The Pro models use a custom OLED display, 5.8-inch on the iPhone 11 Pro and 6.5-inch iPhone 11 Pro Max. The handsets use Apple’s A13 Bionic chip and promise improved battery life by up to four to five more hours over the iPhone Xs counterparts.

Pricing starts at $1,379 for the iPhone 11 Pro and $1,519 for the iPhone 11 Pro Max.

Apple is also updating it’s basic iPad. Priced starting at $429, the seventh-generation tablet gets a bigger screen, 10.2-inch, and supports the first-generation Apple Pencil and smart keyboards. It will be in stores on September 30.

The big feature of Apple’s new wrist computer, the Series 5 Apple Watch, is that the display is always on (although dimmed until you raise your hand). The models with cellular also allow for emergency calling in over 150 countries without needing an iPhone close by or the cellular watch plan having been activated.

Apple Watch Series 5 comes in a range of case styles and materials, including titanium, aluminum, and ceramic. Pricing starts at $529 for GPS and $659 for GPS and cellular and they will be available on September 20.

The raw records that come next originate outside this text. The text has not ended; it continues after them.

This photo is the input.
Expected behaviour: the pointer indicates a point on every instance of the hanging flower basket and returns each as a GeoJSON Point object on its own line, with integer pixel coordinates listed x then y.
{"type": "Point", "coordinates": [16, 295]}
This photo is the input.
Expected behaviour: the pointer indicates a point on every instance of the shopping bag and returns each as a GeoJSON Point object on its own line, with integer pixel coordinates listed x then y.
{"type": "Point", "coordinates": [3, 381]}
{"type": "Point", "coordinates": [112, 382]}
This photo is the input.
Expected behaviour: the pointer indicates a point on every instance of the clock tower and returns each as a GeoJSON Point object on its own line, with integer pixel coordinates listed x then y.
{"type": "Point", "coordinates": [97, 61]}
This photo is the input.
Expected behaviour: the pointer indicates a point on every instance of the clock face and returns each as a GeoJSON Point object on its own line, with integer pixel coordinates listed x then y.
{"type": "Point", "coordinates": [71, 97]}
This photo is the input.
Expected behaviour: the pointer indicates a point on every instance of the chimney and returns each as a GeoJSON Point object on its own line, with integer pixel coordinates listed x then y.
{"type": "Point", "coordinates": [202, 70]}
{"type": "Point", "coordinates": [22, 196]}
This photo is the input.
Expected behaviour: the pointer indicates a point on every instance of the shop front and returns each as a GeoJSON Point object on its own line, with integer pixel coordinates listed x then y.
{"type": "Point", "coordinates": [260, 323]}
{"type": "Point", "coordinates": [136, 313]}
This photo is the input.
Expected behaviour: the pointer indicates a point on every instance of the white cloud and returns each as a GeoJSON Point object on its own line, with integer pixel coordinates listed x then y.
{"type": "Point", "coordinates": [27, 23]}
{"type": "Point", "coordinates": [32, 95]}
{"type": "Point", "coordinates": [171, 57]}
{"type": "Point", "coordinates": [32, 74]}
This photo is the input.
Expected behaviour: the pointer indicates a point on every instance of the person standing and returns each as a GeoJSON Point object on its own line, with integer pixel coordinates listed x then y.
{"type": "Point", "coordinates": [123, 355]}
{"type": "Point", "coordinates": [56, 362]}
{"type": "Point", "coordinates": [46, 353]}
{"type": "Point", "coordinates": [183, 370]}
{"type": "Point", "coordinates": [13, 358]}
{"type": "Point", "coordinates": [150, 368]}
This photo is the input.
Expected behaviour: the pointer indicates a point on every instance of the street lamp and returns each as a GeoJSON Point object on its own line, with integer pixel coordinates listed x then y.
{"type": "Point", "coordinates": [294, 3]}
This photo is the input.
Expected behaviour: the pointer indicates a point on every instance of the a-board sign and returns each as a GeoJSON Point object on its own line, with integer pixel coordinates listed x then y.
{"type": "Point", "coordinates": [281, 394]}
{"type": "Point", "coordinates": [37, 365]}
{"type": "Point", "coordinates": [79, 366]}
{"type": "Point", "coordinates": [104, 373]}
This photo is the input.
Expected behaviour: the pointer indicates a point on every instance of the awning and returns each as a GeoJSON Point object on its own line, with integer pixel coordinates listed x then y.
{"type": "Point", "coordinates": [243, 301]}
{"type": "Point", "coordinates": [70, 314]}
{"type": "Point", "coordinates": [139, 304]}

Biometrics data collected by European law enforcement and financial firms left unprotected

If your password is compromised, you can change your password. What do you do if your fingerprint or facial recognition data are hacked?

You can’t very well change those.

The Guardian reported last month that two security researchers in Israel found a database being used to store biometrics data was “unprotected and mostly unencrypted”.

Details about the breach were published at vpnMentor: “Instead of saving a hash of the fingerprint (that can’t be reverse-engineered) they are saving people’s actual fingerprints that can be copied for malicious purposes.”

Gears 5 opens up the world of Sera while delivering heart-pounding action

Anyone with an Xbox Game Pass Ultimate subscription has been playing Gears 5 since September 6. Everyone else playing on Windows or an Xbox One got access to the game yesterday.

It’s outstanding.

Coalition studio head Rod Fergusson said that Gears of War 4 was intended to honour the franchise and find new fans.

Gears 5 expands on that intent by delivering the story and gameplay that is expected of a Gears of War game, but also introduces some new elements that modernize the series.

There are elements here that will be a comfort to those for whom the franchise is beloved. Gears 5 is filled with clever writing, witty dialogue, and rich characters that burst from the screen. It delivers the intense, cover-based combat that gamers expect, with a variety of enemies to defeat and an assortment of weapons to wield.

But the latest game in the series that includes five previous titles also introduces some new things that open up the experience a little bit. The most obvious is the addition of open world exploration in some of the game.

It’s very similar to what Sony’s Santa Monica Studio did with 2018’s God of War. In Gears 5, two of the game’s protagonists, Kait and Del, are free to explore the countryside, engaging in side missions as well as discovering the story’s path.

They roam using a wind-powered skiff that is a joy to control. Like a dog-sled with a breeze-catching parachute at the front, the developers at the Coalition use visuals and sound to make you feel like you’re really zipping along.

The plot picks up where Gears of War 4 left off and reveals more of the dark history of the planet Sera and the creatures which populate it.

In addition to the campaign, which can be played solo, cooperatively online, or locally with up to three players, there are three other multiplayer modes available.

Escape features three players trying to get out from within an enemy base. Versus pits teams of players against each other, with one side playing as COGs and the other as Swarm. And Horde has a group of five friends holding out against increasingly powerful waves of enemies for as long as possible.

Visually, Gears 5 is stunning. The game was built to deliver high-resolution graphics and dynamic range, and the artwork and animation capitalize on that opportunity. Vistas are breathtaking, character faces and facial movements are extraordinary. Combined with the dialogue and acting, Kait, Del, and the rest of them become real to us, facing the kinds of world-ending problems that the heroes we like to play must confront.

We can only hope there’s more where this came from.